Comédie dramatique de Henrik Ibsen, mise en scène de Laurent Hatat, avec Émilie Bouruet Aubertot, Clémence Chatagnon, Nicolas Chevrier, Lucile Corbeille, Belén Cubilla, Chloé Duong, Julien Frégé, Thomas Mallen, Alix Montheil, Cécile Morelle, Benoît Morvan, Eva Rami, Frédérique Renda, Samuel Roger et Kevin Thebault.
"Les piliers de la société" constituent la première pièce du cycle constitutif de l'oeuvre tardive du dramaturge norvégien Henrik Ibsen, cycle composé de 12 pièces considérées comme majeures, parmi lesquelles "La maison de poupée", "Hedda Gabler" et "Les revenants", où il se livre à une virulente critique socio-politique de la bourgeoisie.

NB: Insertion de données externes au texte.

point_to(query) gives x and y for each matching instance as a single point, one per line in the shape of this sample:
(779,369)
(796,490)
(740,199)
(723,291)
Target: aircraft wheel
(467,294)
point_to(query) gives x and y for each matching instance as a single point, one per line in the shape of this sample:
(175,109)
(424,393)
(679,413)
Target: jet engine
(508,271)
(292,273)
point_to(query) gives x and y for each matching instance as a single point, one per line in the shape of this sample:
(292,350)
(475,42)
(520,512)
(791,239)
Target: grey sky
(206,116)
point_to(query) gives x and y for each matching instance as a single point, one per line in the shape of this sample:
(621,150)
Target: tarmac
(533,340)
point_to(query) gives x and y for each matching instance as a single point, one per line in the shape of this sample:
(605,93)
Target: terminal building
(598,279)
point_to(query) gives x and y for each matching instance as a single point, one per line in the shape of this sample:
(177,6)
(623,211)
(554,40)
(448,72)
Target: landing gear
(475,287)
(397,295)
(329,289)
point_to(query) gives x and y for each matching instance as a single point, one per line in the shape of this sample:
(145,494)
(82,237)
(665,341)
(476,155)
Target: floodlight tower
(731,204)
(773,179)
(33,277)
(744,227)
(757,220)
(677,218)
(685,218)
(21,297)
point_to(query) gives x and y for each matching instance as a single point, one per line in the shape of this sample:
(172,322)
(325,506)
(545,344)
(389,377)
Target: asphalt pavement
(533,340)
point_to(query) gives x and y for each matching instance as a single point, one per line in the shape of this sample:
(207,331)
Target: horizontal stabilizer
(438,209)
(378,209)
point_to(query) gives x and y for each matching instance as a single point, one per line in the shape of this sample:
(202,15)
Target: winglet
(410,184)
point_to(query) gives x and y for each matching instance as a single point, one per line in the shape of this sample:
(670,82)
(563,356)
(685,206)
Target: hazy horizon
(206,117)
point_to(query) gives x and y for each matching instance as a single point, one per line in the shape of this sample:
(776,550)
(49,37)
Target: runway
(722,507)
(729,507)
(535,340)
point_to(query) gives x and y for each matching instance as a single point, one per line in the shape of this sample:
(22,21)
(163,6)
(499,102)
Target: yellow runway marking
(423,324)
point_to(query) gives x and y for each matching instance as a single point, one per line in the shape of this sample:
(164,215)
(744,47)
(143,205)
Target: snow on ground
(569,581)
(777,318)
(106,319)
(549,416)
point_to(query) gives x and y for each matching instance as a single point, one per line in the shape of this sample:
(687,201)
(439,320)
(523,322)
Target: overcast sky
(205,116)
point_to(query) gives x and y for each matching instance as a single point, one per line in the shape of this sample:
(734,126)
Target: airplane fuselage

Elle se focalise sur une famille faisant partie des notables qui a, à l'instar de toutes les bonnes familles respectables représentatives de l'ordre moral sociétal, détiennent des squelettes dans le placard au rang desquels un enfant adultérin née d'une liaison avec une femme perdue issue pourtant du sérail familial et un beau-frère marqué injustement du sceau de l'infamie pour avoir dérobé de l'argent.
Mais quinze ans après, ces derniers, qui ont eu la bonne idée d'émigrer au Nouveau Monde, reviennent dans la mère patrie en quête de vérité et d'honorabilité. De quoi non seulement secouer le cocotier de l'honorabilité du potentat, le consul Bernick, qui a érigé un empire industriel avec sa société de chantier naval, mais faire trembler les fondements mêmes d'un microcosme bâti sur l'hypocrisie, le mensonge, la confusion des intérêts publics et privés et le pouvoir de l'argent.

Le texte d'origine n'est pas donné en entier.